The Virginian-Pilot
                            THE VIRGINIAN-PILOT  
              Copyright (c) 1995, Landmark Communications, Inc.

DATE: Friday, July 28, 1995                  TAG: 9507270135
SECTION: DAILY BREAK              PAGE: E8   EDITION: FINAL 
                                             LENGTH: Medium:   74 lines

RECORD REVIEWS BRUCE HORNSBY OFFERS WARM, APPEALING ``HOT HOUSE''

Bruce Hornsby, ``Hot House'' (RCA) - ``It's us against them tonight,'' sings Bruce Hornsby on ``The Changes,'' the highlight of ``Hot House,'' his fifth album. Narrated by a rebellious lounge-band member, the song can be taken both as a remembrance of Hornsby's own hotel-bar days and a neat summation of his post-``Way It Is'' career.

``Hot House'' finds the Williamsburg singer/songwriter/pianist stretching even further than he did on 1993's ``Harbor Lights.'' That disc found him ditching most of the Range - only drummer John Molo remains - and the increasingly formulaic approach that marred ``A Night on the Town'' (1990). On the new record, Hornsby delves ever deeper into his Keith Jarrett/Bill Evans influences and gets friendly with his most diverse group of guests yet. Not only do Jerry Garcia and Pat Metheny show up, but Chaka Khan and two members of Teddy Riley's Blackstreet are in the mix as well.

The result is among Hornsby's warmest recordings, and an album that celebrates music making both in lyric and sound. The hip-hop beats on ``Big Rumble'' make the song's title an apt one, while Molo spikes the murder tale of ``Country Doctor'' with a tribal stomp. And if the sweet, Sam Cooke-inspired ``Walk in the Sun'' and ``The Longest Night'' don't steal the lite-pop banner back from Hootie and the Blowfish, it's hard to imagine what will.

- Rickey Wright

``The Best of Sister Lucille Pope & The Pearly Gates'' (Nashboro) - The years between 1964 and 1975 were huge for all kinds of music, yet sad in one respect - Sister Lucille Pope and The Pearly Gates weren't in the studio. After releasing a few singles on Vee Jay and Chess Records, the Concord, Ga.-born Pope stopped recording.
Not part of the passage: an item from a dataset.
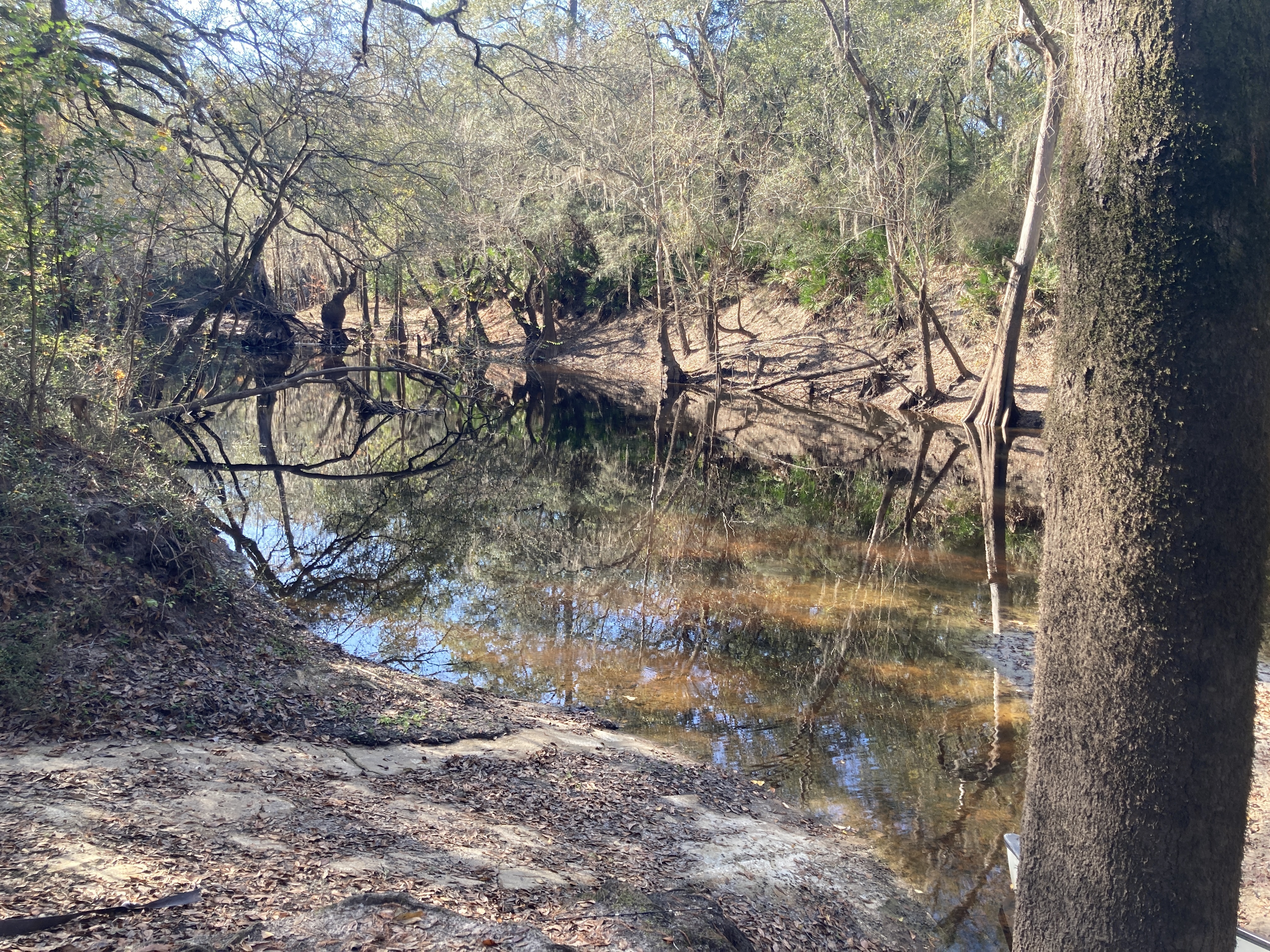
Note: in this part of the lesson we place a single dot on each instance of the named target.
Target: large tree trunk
(994, 404)
(1158, 492)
But in the mid-'70s she and her group signed with Nashboro Records, and she returned to singing her own strolling, soulful country gospel.
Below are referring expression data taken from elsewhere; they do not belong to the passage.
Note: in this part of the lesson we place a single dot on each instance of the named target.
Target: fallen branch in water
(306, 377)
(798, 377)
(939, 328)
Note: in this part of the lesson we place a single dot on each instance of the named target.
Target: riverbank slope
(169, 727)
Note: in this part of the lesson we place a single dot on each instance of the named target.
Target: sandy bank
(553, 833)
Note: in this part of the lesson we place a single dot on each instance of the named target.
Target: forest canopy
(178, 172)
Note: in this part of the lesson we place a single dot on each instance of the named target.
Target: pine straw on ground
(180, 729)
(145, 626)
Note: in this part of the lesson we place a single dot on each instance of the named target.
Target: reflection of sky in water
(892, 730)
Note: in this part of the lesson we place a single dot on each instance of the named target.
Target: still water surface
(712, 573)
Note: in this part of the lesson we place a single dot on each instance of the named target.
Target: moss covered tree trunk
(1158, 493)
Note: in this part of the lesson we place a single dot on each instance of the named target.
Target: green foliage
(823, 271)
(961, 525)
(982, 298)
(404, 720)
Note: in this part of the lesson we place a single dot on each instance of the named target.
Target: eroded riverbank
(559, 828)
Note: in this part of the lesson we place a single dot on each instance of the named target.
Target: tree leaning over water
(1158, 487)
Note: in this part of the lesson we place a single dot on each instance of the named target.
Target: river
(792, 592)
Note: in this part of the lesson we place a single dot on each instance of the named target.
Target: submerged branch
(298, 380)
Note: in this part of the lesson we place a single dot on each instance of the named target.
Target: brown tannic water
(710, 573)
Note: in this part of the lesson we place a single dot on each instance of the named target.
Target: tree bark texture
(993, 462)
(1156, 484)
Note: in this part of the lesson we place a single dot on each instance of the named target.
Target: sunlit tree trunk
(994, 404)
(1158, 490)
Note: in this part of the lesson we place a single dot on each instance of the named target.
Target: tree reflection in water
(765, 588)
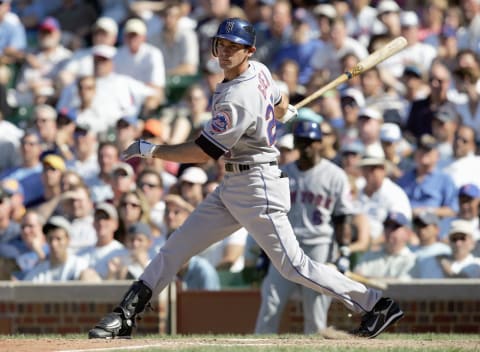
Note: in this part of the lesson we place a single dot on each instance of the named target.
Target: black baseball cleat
(385, 312)
(120, 322)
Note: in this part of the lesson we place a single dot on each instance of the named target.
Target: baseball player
(253, 194)
(321, 200)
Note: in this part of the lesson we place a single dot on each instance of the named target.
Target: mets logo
(229, 26)
(221, 122)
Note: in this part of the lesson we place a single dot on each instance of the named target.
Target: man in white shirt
(394, 260)
(60, 265)
(461, 263)
(380, 194)
(116, 94)
(105, 223)
(104, 32)
(142, 61)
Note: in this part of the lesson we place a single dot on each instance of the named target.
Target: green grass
(269, 343)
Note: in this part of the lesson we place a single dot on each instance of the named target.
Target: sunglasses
(458, 237)
(130, 204)
(149, 185)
This new compilation starts with the group's 1964 ``Jesus Tore My Heart to Pieces,'' a song as simple, earthy and beautiful as the red clay country it comes from. Pope's tremulous singing is backed by a vocal group with an impossibly high falsetto. In the later material, her voice is lower and breathier, and her testimonials are even more powerful. ``Leave Them Alone'' is a moving plea for treating people humanely.
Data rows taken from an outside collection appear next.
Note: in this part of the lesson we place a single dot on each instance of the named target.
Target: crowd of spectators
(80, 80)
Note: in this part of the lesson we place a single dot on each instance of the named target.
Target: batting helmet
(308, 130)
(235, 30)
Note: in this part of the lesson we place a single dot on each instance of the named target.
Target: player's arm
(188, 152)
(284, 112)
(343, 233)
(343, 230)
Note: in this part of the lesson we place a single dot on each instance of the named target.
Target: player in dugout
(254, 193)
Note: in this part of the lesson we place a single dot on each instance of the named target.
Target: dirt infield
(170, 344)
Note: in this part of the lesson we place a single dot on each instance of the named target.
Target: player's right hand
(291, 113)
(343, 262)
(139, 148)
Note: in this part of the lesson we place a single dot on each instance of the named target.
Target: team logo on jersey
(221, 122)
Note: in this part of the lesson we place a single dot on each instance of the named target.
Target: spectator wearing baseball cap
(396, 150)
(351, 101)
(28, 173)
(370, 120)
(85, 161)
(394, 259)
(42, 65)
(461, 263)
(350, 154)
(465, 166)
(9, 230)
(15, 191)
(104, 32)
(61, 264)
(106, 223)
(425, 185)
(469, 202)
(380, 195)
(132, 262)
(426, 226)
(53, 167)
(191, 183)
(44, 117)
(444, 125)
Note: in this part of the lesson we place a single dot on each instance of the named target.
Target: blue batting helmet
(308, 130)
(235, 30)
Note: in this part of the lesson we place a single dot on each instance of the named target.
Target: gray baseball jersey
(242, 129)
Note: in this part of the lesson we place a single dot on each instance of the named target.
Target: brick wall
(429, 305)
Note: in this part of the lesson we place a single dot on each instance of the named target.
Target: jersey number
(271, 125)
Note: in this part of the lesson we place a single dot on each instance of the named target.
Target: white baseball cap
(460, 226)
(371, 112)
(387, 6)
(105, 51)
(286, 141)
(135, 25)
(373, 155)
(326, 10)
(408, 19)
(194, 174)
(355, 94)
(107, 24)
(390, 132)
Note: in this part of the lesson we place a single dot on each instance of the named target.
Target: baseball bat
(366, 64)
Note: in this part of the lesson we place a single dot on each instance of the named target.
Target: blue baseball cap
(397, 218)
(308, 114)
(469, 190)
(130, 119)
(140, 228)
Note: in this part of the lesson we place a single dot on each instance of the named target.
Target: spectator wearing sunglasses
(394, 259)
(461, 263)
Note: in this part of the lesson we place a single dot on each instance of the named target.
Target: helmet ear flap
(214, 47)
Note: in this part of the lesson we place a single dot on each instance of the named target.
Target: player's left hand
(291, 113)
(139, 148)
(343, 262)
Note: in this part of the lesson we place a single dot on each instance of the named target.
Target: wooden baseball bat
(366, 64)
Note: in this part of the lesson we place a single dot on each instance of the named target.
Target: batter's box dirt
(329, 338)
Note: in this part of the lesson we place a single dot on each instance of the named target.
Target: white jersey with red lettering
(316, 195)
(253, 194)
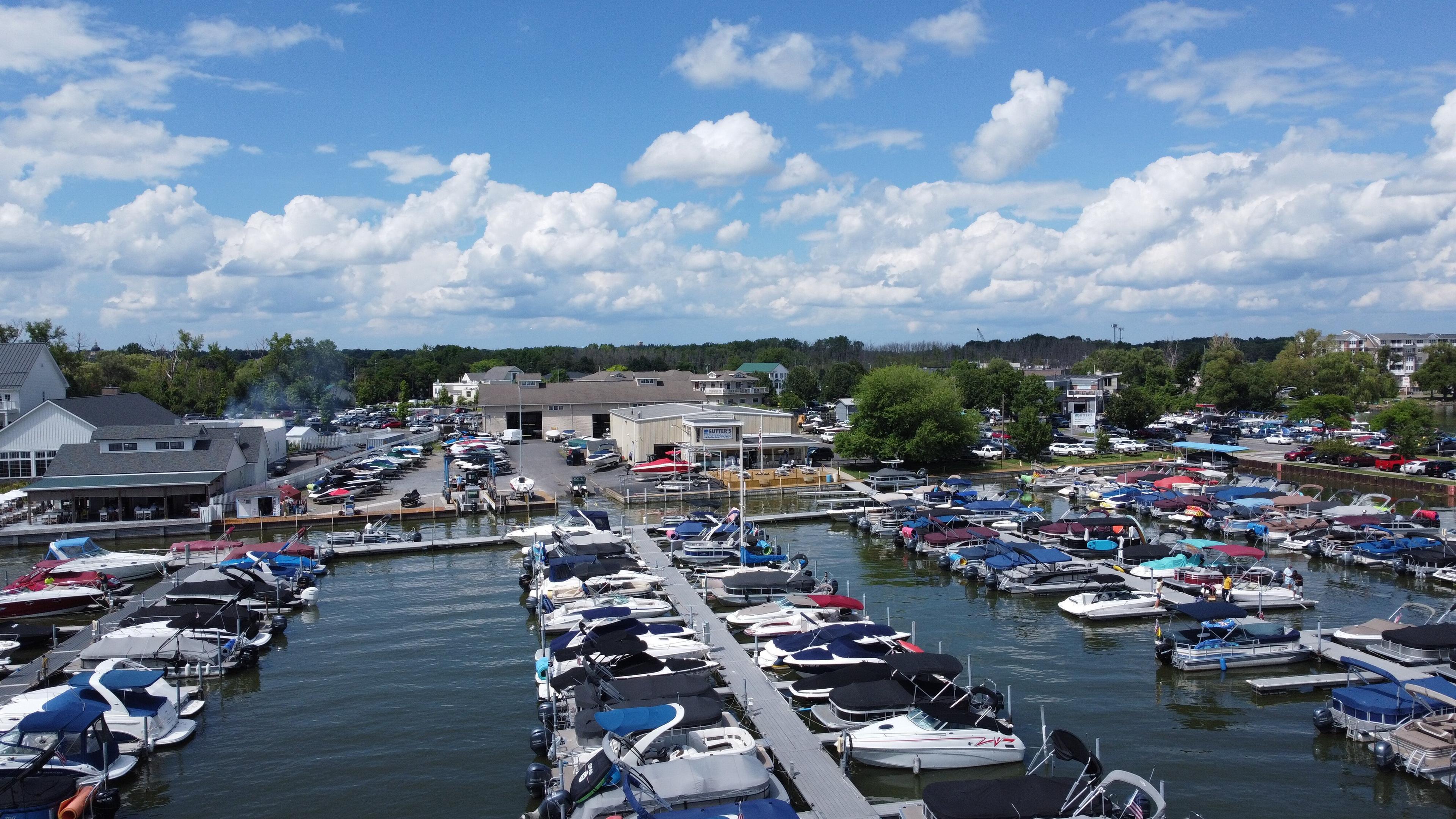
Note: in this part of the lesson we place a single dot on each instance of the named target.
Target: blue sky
(480, 174)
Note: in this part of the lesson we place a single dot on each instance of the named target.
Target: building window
(15, 464)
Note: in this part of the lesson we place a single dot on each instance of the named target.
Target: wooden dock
(1327, 649)
(40, 671)
(799, 753)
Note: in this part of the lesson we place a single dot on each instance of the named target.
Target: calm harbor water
(408, 691)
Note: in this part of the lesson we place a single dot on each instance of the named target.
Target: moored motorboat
(82, 554)
(1227, 637)
(1113, 604)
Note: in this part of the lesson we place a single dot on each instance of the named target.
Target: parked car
(1391, 464)
(1440, 468)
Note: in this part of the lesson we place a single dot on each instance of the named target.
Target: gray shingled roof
(657, 411)
(88, 460)
(629, 375)
(147, 432)
(248, 438)
(121, 410)
(17, 362)
(506, 395)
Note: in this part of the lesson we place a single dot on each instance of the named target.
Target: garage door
(532, 429)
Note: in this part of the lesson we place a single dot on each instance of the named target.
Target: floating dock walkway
(799, 753)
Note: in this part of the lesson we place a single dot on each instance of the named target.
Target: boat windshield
(925, 720)
(17, 744)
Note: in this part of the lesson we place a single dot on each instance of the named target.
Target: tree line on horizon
(283, 372)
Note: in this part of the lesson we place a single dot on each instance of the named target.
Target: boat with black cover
(913, 679)
(1090, 795)
(1227, 637)
(1417, 646)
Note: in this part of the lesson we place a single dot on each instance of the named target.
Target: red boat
(49, 601)
(669, 465)
(53, 573)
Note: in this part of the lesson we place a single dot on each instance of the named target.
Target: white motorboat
(1111, 604)
(73, 725)
(596, 610)
(794, 621)
(935, 736)
(82, 554)
(142, 709)
(1371, 503)
(1369, 632)
(1227, 637)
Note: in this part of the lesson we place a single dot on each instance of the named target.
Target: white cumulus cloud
(404, 165)
(733, 232)
(1018, 130)
(787, 62)
(799, 171)
(849, 138)
(1163, 19)
(710, 154)
(34, 38)
(226, 37)
(959, 31)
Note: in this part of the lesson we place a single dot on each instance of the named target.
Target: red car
(1391, 464)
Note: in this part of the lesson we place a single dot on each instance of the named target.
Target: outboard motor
(105, 803)
(538, 777)
(555, 806)
(1164, 651)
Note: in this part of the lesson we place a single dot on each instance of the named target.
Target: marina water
(408, 693)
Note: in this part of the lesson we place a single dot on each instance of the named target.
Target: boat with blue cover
(1225, 639)
(142, 709)
(75, 728)
(1372, 710)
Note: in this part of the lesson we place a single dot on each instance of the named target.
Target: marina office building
(586, 404)
(711, 435)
These songs are almost all at the same slow speed, and their messages are uniformly simple: ``Don't Be Mean'' is one title, ``Let's go back to the way things used to be'' is a lyric line. But Pope's sincerity and the hauntingly spare arrangements make her sentimentsunforgettable.

- Mark Mobley

Blondie, ``Remixed Remade Remodeled: The Remix Project'' (Chrysalis/EMI). The dance-floor success of recent new-style versions of Blondie hits made this full-length set a commercial necessity, no doubt. Trouble is, if you own the previously released K-klassic Mix of ``Rapture'' and Diddy's version of ``Atomic,'' you've already got the best ``Remodeled'' has to offer. The tempo-shifting of this ``Rapture'' makes it one of the finest-ever arguments in favor of remixing old favorites, while ``Atomic'' works because its mechanized sheen isn't far from the Moroder-style disco Debbie Harry and Chris Stein were digging in '79.

Elsewhere, there are interesting ideas but little to drag the listener out of his seat. The slightly sped-up ``Fade Away and Radiate'' is a nice mood piece, but Robert Fripp's spacey guitar solo is unwisely dropped. ``Heart of Glass,'' ``Dreaming'' and ``One Way or Another'' suffer much more for the loss of original arrangement elements that supplied a needed tug between Harry's breathy vocals and the work of the band. And think of the possibilities that were left out here: Why not an updated ``(Se)X Offender''? Still, it's good to see this supposedly ephemeral act's hits appreciated 15 years later.